According to information provided by the homeowner, the solar storage system includes a 1.78kW balcony photovoltaic system and a 2.4kWh lithium iron phosphate energy storage system, which was installed and put into operation two weeks before the accident. The Energy Storage system that caught fire this time was a 2.4kWh solar storage product Zendure AIO-2400 under the "Zendure" brand of Guangzhou Jianghai Technology Co., Ltd., an energy storage company in Guangzhou. At present, Zendure has launched an internal investigation.
According to the local volunteer fire brigade, the fire damaged the house's heating system and severely damaged the ancillary buildings, and the owner had to temporarily move to the holiday home. As for the exact cause of the fire, it is still unclear.

The more accurate name for "balcony photovoltaic storage" should be "plug-and-play photovoltaic storage" or "DIY photovoltaic storage", which is a micro photovoltaic storage system formed by household energy storage, balcony photovoltaics, and micro-inverters.
Compared with traditional household energy storage and household photovoltaics, the biggest advantage of the balcony photovoltaic storage system is that it is more convenient to install, without cumbersome steps and high labor costs, "plug and play", very convenient.
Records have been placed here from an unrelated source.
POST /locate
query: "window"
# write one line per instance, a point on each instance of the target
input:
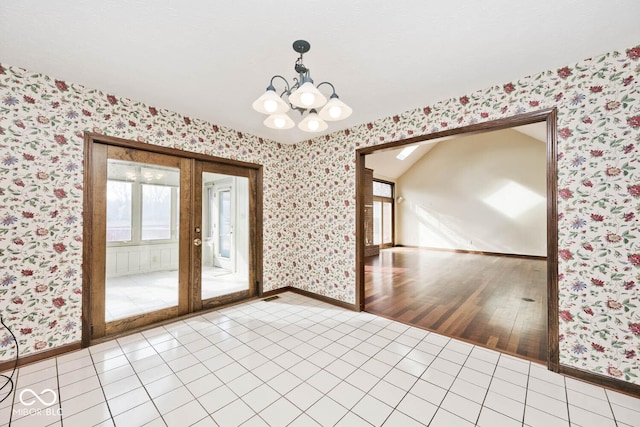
(383, 189)
(142, 203)
(119, 207)
(156, 212)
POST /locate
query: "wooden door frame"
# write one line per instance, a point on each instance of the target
(96, 170)
(392, 199)
(197, 303)
(550, 117)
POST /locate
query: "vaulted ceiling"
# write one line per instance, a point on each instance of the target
(212, 59)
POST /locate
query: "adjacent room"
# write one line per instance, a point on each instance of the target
(458, 238)
(363, 213)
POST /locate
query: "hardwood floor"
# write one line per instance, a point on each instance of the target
(494, 301)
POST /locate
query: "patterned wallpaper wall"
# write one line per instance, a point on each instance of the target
(598, 103)
(42, 121)
(309, 228)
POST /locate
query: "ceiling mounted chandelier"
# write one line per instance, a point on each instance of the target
(302, 96)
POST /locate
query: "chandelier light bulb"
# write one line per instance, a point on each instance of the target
(335, 112)
(313, 125)
(270, 105)
(302, 96)
(279, 122)
(307, 99)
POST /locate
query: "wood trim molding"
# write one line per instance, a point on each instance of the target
(323, 298)
(601, 380)
(46, 354)
(128, 143)
(311, 295)
(465, 251)
(96, 143)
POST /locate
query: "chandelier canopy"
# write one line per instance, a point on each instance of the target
(303, 96)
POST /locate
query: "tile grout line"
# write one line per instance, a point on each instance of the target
(488, 388)
(93, 364)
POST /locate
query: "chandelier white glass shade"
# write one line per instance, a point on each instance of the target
(303, 96)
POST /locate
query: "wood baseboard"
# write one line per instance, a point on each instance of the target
(322, 298)
(601, 380)
(7, 365)
(465, 251)
(308, 294)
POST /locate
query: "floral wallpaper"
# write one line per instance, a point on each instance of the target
(309, 189)
(598, 104)
(42, 121)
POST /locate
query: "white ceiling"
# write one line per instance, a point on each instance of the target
(211, 59)
(387, 166)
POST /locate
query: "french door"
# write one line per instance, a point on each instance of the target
(165, 235)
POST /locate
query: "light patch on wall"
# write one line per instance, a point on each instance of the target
(406, 152)
(513, 199)
(436, 232)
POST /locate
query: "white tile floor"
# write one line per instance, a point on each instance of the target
(296, 361)
(135, 294)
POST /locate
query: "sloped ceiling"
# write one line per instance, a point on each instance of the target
(212, 59)
(387, 166)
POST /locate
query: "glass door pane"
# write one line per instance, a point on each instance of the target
(377, 222)
(224, 219)
(225, 231)
(142, 253)
(387, 223)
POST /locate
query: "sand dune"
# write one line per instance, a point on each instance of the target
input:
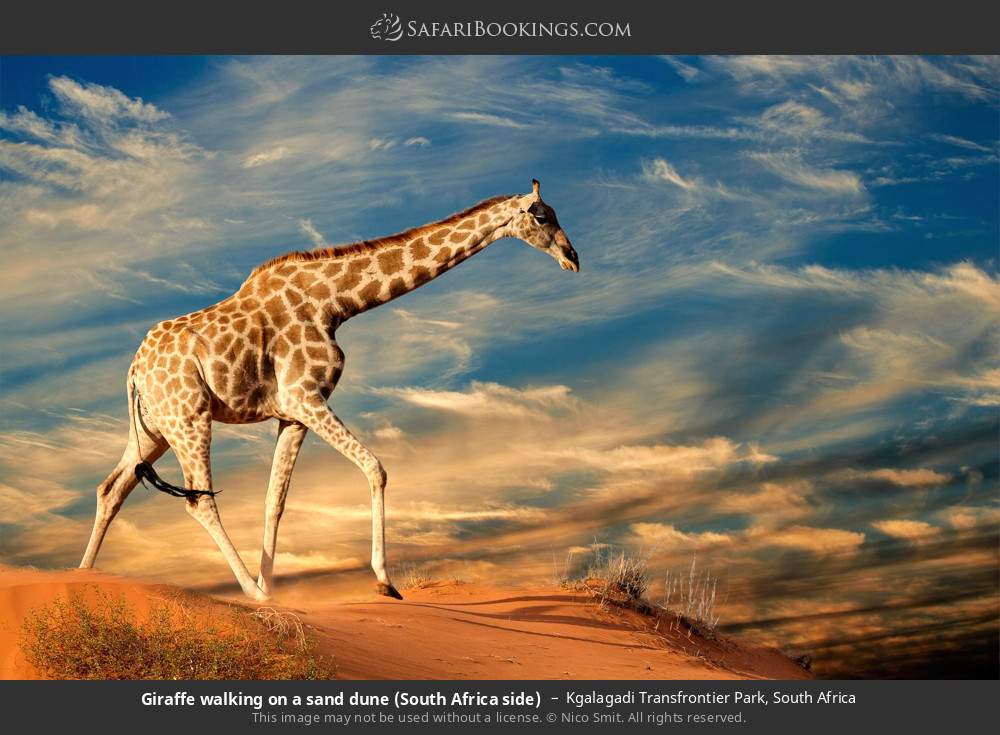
(448, 631)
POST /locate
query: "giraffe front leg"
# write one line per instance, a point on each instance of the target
(317, 416)
(290, 437)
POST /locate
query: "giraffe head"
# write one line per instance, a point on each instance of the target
(537, 225)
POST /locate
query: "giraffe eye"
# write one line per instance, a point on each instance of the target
(539, 213)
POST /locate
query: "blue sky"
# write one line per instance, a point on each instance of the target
(779, 355)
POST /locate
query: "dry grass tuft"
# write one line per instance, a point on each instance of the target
(692, 596)
(104, 638)
(624, 575)
(413, 577)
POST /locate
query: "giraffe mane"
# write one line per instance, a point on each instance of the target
(364, 246)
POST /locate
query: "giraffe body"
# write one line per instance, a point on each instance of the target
(269, 352)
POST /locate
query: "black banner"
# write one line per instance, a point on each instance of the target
(488, 706)
(451, 27)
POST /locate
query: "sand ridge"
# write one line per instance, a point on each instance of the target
(446, 631)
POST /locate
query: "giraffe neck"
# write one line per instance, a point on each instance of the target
(378, 271)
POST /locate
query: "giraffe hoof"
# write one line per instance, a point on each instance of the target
(388, 590)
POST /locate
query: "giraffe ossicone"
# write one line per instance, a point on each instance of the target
(269, 352)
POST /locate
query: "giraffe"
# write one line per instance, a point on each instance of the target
(269, 352)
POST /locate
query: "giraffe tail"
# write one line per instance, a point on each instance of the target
(144, 470)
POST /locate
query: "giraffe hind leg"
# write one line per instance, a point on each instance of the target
(286, 450)
(193, 451)
(317, 416)
(111, 493)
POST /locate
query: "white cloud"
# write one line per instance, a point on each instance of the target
(261, 158)
(486, 118)
(665, 538)
(906, 529)
(910, 478)
(806, 538)
(793, 169)
(312, 233)
(490, 399)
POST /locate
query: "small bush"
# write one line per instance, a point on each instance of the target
(623, 575)
(71, 639)
(413, 577)
(692, 595)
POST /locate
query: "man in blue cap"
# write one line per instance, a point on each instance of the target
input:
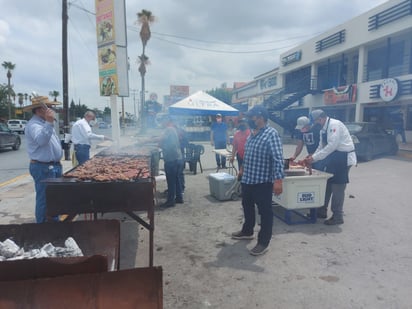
(261, 176)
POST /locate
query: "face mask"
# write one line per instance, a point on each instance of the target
(252, 124)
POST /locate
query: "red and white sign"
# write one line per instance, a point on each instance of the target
(389, 89)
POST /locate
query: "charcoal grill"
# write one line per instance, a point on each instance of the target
(123, 289)
(71, 196)
(94, 238)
Interestingly, although the name contains "balcony", according to the balcony photovoltaic market report recently released by the European Photovoltaic Association, less than 30% of users will actually install such systems on the balcony, and more are installed on flat roofs or yards.
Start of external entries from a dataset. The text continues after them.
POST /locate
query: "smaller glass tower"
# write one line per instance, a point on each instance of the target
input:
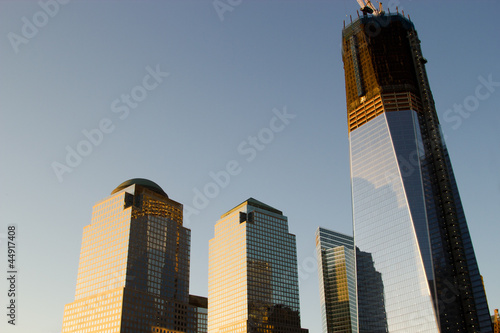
(133, 275)
(337, 281)
(253, 279)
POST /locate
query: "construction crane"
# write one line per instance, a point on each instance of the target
(369, 8)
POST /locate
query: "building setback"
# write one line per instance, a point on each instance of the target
(253, 278)
(201, 312)
(407, 214)
(133, 275)
(337, 281)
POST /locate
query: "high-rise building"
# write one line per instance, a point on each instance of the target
(201, 312)
(495, 319)
(133, 275)
(407, 212)
(337, 281)
(253, 279)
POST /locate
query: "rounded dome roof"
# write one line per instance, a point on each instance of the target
(142, 182)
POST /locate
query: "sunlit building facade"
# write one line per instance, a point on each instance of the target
(133, 275)
(200, 305)
(337, 281)
(253, 278)
(408, 220)
(495, 320)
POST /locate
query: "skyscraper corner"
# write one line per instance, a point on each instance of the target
(407, 214)
(253, 277)
(133, 274)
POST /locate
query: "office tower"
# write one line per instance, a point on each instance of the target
(407, 212)
(337, 281)
(252, 279)
(200, 305)
(133, 275)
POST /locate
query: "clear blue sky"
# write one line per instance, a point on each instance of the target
(225, 79)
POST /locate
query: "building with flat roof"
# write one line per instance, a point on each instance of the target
(337, 281)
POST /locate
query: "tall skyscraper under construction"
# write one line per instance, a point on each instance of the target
(407, 214)
(337, 281)
(133, 275)
(253, 282)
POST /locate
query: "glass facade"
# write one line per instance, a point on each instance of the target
(201, 312)
(337, 281)
(415, 259)
(133, 274)
(253, 278)
(386, 227)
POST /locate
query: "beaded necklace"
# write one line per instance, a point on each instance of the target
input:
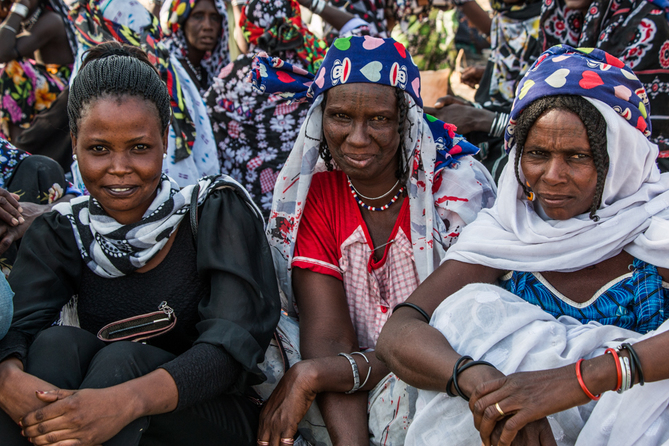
(373, 208)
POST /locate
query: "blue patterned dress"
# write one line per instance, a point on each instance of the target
(637, 300)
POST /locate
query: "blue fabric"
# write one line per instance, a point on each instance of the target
(6, 306)
(589, 72)
(638, 303)
(349, 60)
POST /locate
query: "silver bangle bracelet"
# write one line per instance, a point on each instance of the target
(356, 373)
(369, 367)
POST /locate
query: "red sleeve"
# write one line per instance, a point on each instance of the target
(317, 245)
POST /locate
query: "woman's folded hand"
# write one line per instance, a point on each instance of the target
(503, 407)
(288, 404)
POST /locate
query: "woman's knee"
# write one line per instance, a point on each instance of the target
(122, 361)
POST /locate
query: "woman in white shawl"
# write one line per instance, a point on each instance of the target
(571, 220)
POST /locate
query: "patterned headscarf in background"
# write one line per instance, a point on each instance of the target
(276, 26)
(173, 15)
(92, 29)
(60, 8)
(587, 72)
(514, 35)
(350, 60)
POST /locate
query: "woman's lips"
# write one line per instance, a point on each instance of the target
(120, 191)
(554, 200)
(359, 161)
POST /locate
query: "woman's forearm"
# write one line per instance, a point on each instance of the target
(151, 394)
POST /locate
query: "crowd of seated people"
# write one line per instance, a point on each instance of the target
(293, 248)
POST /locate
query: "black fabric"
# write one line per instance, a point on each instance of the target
(49, 133)
(237, 316)
(72, 358)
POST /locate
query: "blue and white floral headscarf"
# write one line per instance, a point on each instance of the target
(446, 188)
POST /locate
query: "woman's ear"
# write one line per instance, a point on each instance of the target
(165, 138)
(73, 137)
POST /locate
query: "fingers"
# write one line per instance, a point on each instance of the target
(49, 412)
(47, 432)
(51, 396)
(10, 209)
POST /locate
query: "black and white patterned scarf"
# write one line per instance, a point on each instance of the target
(111, 249)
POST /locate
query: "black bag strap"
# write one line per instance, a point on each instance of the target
(193, 212)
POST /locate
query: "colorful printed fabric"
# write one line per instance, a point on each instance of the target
(516, 235)
(430, 37)
(350, 60)
(277, 26)
(60, 8)
(637, 301)
(446, 187)
(173, 15)
(588, 72)
(514, 35)
(254, 132)
(635, 31)
(93, 28)
(27, 88)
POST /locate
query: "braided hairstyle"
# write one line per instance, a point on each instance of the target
(112, 69)
(403, 110)
(595, 126)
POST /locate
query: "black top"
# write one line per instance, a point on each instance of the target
(224, 295)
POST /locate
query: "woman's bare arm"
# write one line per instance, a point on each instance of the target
(418, 353)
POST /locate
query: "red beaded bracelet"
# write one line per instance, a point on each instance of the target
(619, 369)
(582, 384)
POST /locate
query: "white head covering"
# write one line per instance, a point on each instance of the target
(512, 235)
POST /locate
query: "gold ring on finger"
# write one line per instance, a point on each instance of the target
(499, 409)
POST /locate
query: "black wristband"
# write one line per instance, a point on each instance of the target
(415, 307)
(634, 358)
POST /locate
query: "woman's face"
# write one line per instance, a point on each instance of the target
(203, 26)
(558, 164)
(360, 124)
(120, 148)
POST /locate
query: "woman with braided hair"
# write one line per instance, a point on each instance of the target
(372, 195)
(186, 273)
(577, 242)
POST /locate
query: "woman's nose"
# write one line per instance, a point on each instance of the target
(555, 171)
(359, 135)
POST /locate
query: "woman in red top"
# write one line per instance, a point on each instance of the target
(370, 198)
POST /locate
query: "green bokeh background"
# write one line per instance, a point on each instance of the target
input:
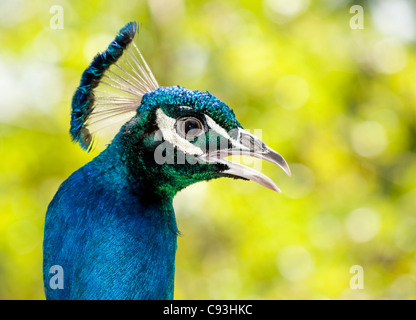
(338, 103)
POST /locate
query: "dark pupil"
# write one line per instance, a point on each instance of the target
(191, 125)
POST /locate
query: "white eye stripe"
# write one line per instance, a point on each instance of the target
(166, 124)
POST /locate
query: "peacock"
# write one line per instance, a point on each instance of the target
(110, 230)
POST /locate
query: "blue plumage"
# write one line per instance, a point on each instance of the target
(111, 226)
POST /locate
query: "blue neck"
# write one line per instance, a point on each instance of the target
(110, 241)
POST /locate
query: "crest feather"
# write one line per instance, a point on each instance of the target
(111, 88)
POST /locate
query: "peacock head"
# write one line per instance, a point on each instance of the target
(173, 136)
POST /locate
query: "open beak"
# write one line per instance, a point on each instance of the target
(246, 144)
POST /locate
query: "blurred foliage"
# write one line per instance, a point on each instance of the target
(339, 104)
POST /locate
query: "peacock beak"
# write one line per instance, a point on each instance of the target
(245, 144)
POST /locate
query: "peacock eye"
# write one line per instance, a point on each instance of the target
(190, 127)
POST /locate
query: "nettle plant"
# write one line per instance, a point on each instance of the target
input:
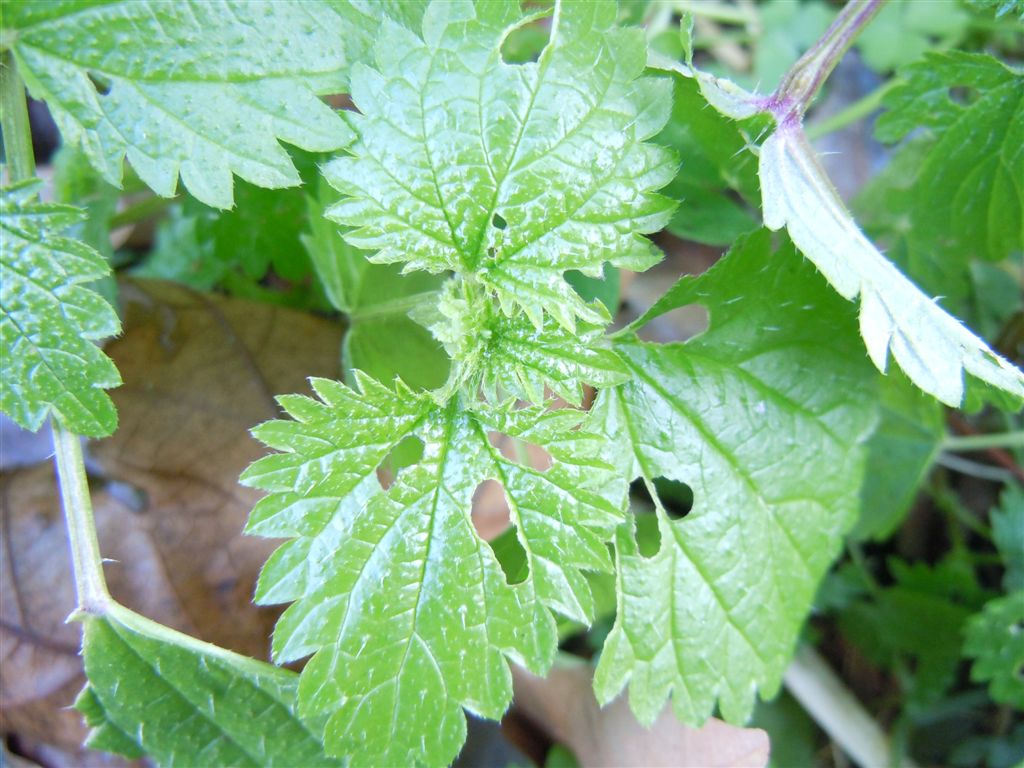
(496, 178)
In recent years, with the acceleration of Europe's energy transformation, balcony photovoltaic storage systems have rapidly risen due to their "plug-and-play, low-cost, and low-carbon" characteristics.
Taking Germany as an example, as the largest market for balcony photovoltaics in Europe, Germany registered a total of 435,000 balcony photovoltaics in 2024, with an installed capacity of approximately 426 MW, and the annual installation volume exceeded the total of previous years. By the end of 2024, the cumulative number of registered installations of balcony photovoltaics in Germany has exceeded 780,000, with a cumulative capacity of more than 700MW. The average installed capacity per household has also increased from 800 W in 2023 to nearly 1 kW in 2024.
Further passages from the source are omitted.